22 answers

Asking for Donations Rather than Gifts - Is It Tacky?

I will soon be celebrating a milestone birthday and my husband wants to throw me a party. I don't want friends to bring gifts; I'd rather have them make a small donation to a local charity that I support. (The charity is secular and not political, so no one would disagree with the organization's mission.) Is it tacky to ask for donations in lieu of gifts?

What can I do next?

Featured Answers

I don't like receiving requests for charitable donations in this context. If you don't want gifts then write that down on the invite. By asking/suggesting people make a donation you are implying they would have bought you a gift and you are exerting control over the details of that gift giving. Even if you say "only if you want to give something......." I don't think either is appropriate. Tacky.

1 mom found this helpful

I've gotta say, after thinking about this, I'm in the camp that thinks ANY mention f gifts for an adult birthday party is just tacky. "No gifts, please!" is about all you should say.

1 mom found this helpful

More Answers

Actually, I have to disagree with everyone who posted before me. I think any mention of gifts of any kind on an invitation is tacky. A gift is left to the discretion of the giver and no one HAS to give something specific as a gift. If you don't want gifts but would rather donations be made, have your husband spread the word when people call to RSVP, but then graciously accept whatever you receive. Good luck.

4 moms found this helpful

I think it's a lovely idea.

The phrasing is key - you want to make sure that invitees don't feel obligated to donate, but if they'd like too, here's something that could honor you.

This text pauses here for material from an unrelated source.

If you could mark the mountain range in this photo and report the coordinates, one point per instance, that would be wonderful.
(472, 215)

What about something like "the best gift that you can give is your friendship, so no presents please. If you wish to make a donation, please consider XYZ charity."

Happy Birthday!

4 moms found this helpful

Nope, not at all. My sister and BIL did this with the 1st birthday of their daughter recently and everyone thought it was a really neat idea. My sister chose a feed-the-children charity so it was appropriate too.

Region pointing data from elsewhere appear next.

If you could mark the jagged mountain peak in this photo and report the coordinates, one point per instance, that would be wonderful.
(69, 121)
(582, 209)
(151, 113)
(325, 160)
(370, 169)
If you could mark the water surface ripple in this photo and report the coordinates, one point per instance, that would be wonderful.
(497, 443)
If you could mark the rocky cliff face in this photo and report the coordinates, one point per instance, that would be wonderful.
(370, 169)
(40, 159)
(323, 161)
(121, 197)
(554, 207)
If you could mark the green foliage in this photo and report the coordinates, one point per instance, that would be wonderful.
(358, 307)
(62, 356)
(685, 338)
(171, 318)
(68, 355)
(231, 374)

Oh, was also gonna tell you, what they wrote on the invitation was "The only presents required is your PRESENCE, but if you feel like giving we will be accepting cash donations for Feed the Children on the day of the party. Thank You." Short, sweet and to the point.

2 moms found this helpful

Not tacky at all.

We've had a few people do it for children's birthdays. We even put the following statement in our son's invitations (4 year-old's party): "Please do not feel obligated to bring a gift - your child's friendship is the most important gift he could ever receive" - to take the pressure off people who simply aren't in the financial position to get one.

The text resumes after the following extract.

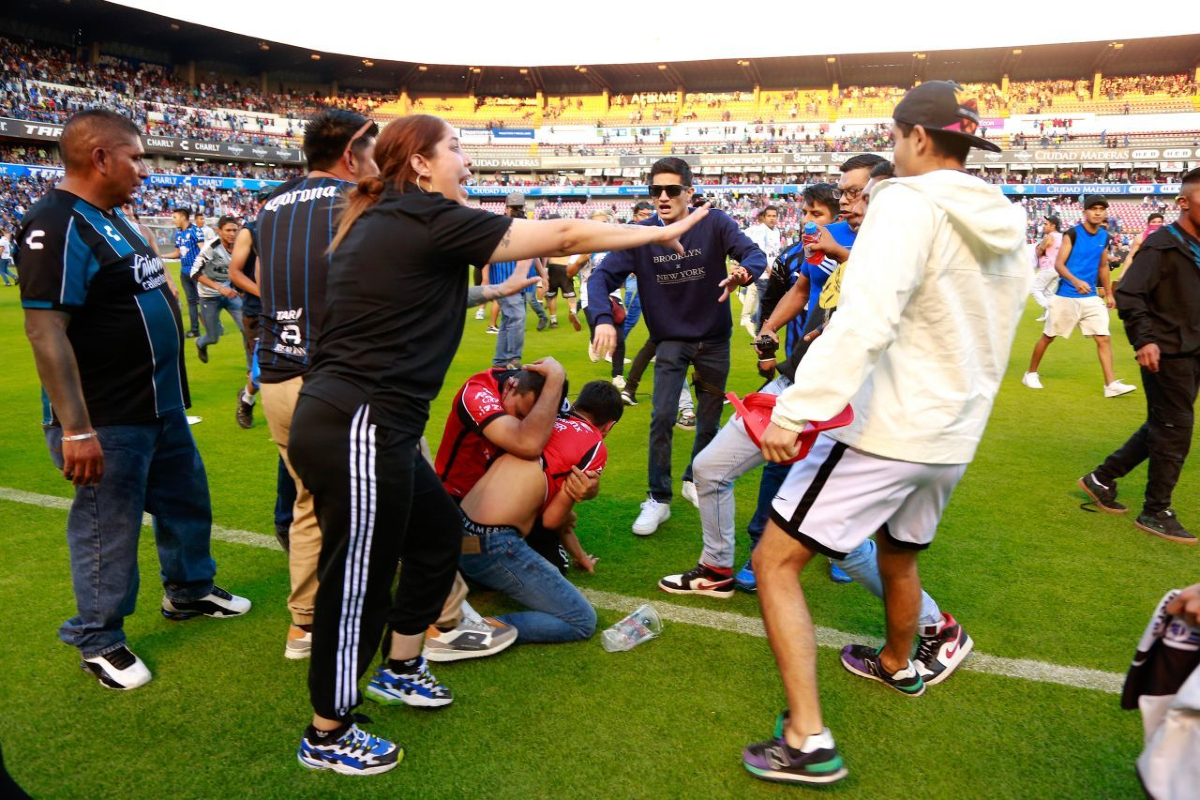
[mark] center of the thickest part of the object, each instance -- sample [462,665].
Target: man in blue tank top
[1083,266]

But, another friend put something on her daughter's invitation that said, "No gifts please. If you'd like to make a donation in her name to the Hamilton County Humane Society, here are some of the items they're requesting". I LOVED IT!

I personally need nothing - only time with the people most important to me. I wish our culture would stop being so focused on gifts and more focused on each other.

GOOD FOR YOU! And, Happy Birthday!

1 mom found this helpful

I would prefer everyone have that attitude!

1 mom found this helpful

At most, I would put "no gifts, please". Any mention of gifts on an invitation is considered tacky. If someone asks your husband what to get you, he can let them know about the charity you like. I don't think people feel as obligated to get gifts for an adult birthday party as they do for a kid's party, anyway.

1 mom found this helpful

No. It would be tacky if you asked for cash. But if you say on the invite: Please, no gifts. People who wish to contribute can make a donation to ......... Or something like that.

1 mom found this helpful

I don't like receiving requests for charitable donations in this context. If you don't want gifts then write that down on the invite. By asking/suggesting people make a donation you are implying they would have bought you a gift and you are exerting control over the details of that gift giving. Even if you say "only if you want to give something......." I don't think either is appropriate. Tacky.